In other words, Cole is not the fly in fly out kind of photojournalist. Rather he comes across as a peripatetic sojourner who is, at the same time, a visual ethnographer cum archaeologist excavating enigmatic artifacts to uncover the hidden, unexpected and sometimes strange.
We jump around the globe in dizzying fashion—Chicago, Brazzaville, Beirut, Nuremberg, Auckland, Sao Paulo, Lugano, Bombay, Seoul, Mexico City, Palermo, Vancouver and many more. These destinations are not packaged together tidily but are scattered throughout the book, so the reader/viewer is not fed an easy pre-digested experience.
But the arrangement is not at all random. After 50 photo essays or so, you start to discern patterning and continuity in topics, symbols, and motifs while the texts often back-reference each other and self-reference Cole’s persona in the unpacking of a single theme.
The reading is made even more difficult for some by Cole’s erudition, especially his depth and breadth of knowledge of Western mythology, religion, literature, and art history. Intrigued readers whose knowledge of these areas is cursory or rusty may spend a lot of time Googling allusions to Homer and the like. This is a book where you slowly absorb the picture and what Cole is trying to make us see, then tease apart his elegant and positioned verbal expositions seeking the marriage between the two.
Grappling for meaning is made even more difficult by the paucity of human anchors in the scenes portrayed. Most photographs highlight textures, angles, shapes, and symbols. Few include people and those that do are likely to show a back or a silhouette with facial features obscured. The meaning of this moment is always in flux. The photographer has to sense the instant to capture.
“Your progress is not a line, direct or winding, from one point to another, but a flickering series of scenes . . . In the middle of this multidimensional movement you must decide when to push the shutter, decide which of these rapidly refreshing instants is more interesting than the others around it. A second before, it has not yet arrived. A second later, it is irretrievably gone.”
A photograph presented near the beginning of the collection taken in Brazzaville shows a boy wearing a white shirt and black gloves playing on a railing above the rushing river. His face is in shadow.

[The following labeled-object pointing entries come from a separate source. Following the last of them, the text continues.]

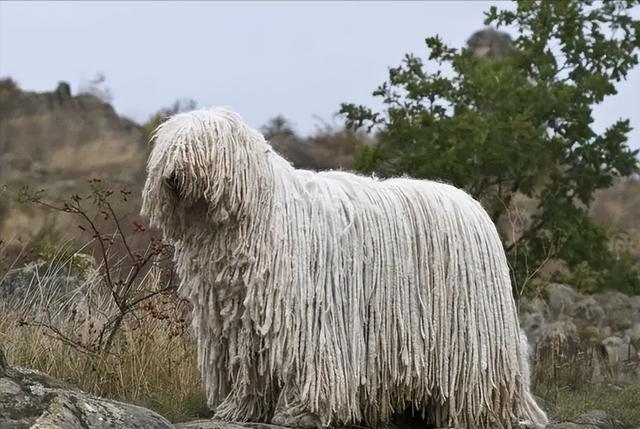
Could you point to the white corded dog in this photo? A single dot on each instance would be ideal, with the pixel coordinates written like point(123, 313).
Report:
point(329, 298)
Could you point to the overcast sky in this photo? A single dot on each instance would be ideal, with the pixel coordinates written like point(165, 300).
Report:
point(298, 59)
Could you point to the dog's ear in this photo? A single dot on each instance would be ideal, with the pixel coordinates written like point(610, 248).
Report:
point(173, 184)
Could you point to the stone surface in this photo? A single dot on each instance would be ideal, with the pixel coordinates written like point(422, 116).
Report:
point(618, 309)
point(38, 279)
point(562, 299)
point(30, 399)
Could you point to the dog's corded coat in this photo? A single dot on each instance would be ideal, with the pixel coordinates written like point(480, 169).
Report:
point(332, 294)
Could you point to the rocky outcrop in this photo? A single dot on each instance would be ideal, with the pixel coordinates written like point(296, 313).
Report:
point(30, 399)
point(595, 419)
point(576, 338)
point(56, 134)
point(52, 281)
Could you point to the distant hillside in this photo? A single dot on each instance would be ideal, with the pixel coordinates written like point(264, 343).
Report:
point(55, 136)
point(57, 141)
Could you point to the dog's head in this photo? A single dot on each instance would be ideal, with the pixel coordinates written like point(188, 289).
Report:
point(204, 167)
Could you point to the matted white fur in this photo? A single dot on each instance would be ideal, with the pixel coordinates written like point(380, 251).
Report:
point(334, 295)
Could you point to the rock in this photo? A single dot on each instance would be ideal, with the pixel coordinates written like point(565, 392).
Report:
point(562, 358)
point(39, 281)
point(562, 299)
point(634, 336)
point(587, 311)
point(618, 309)
point(599, 419)
point(534, 318)
point(618, 350)
point(30, 399)
point(635, 308)
point(595, 419)
point(3, 363)
point(218, 424)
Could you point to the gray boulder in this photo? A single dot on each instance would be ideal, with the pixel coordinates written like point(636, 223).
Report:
point(30, 399)
point(38, 281)
point(595, 419)
point(562, 299)
point(618, 309)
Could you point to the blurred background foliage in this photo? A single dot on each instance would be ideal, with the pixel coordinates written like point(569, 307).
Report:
point(511, 121)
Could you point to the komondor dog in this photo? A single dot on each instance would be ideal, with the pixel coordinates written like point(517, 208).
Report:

“Ahead of him is the cross on which he is supported, reinterpreted as red elements of iron and painted concrete, On the boy’s body is the infant Christ’s towel, the condemned Christ’s loincloth, the Sudarium of Saint Veronica, the linen shroud of burial: white cloth on a body, the solid-fluid that mediates between the cross and the river. Behind him the river rushes. Is he a type of Christ, or is he an angel (that glove is as intense and uncanny as a pair of wings), or is he Saint Christopher, the Christ bearer at the river’s lip? But all three are carriers, and types of one another too. Like them, the boy moves between metaphors. Suddenly, he lowers his head, his eyes disappear.”
There is much to ponder here. And we are not yet done.
The last photograph in the book is the same scene developed differently.
“Darkness is not empty. While preparing this book, I rescanned the negative of the boy by the Congo. ‘His eyes disappear,’ I had written. But all of a sudden, with slightly altered settings, I could now see his face, his eyes. Darkness is not empty, it is information at rest.”
Teju Cole is far from being the first to explore the artistic potential of pairing words and visuals. But his uniquely eclectic take on the marriage opens a window on a whole new way of viewing the world wherein the reader learns to see not only the component parts, but the way these elements relate to each other against a backdrop of the unseen. In the process, you may uncover your own blind spots.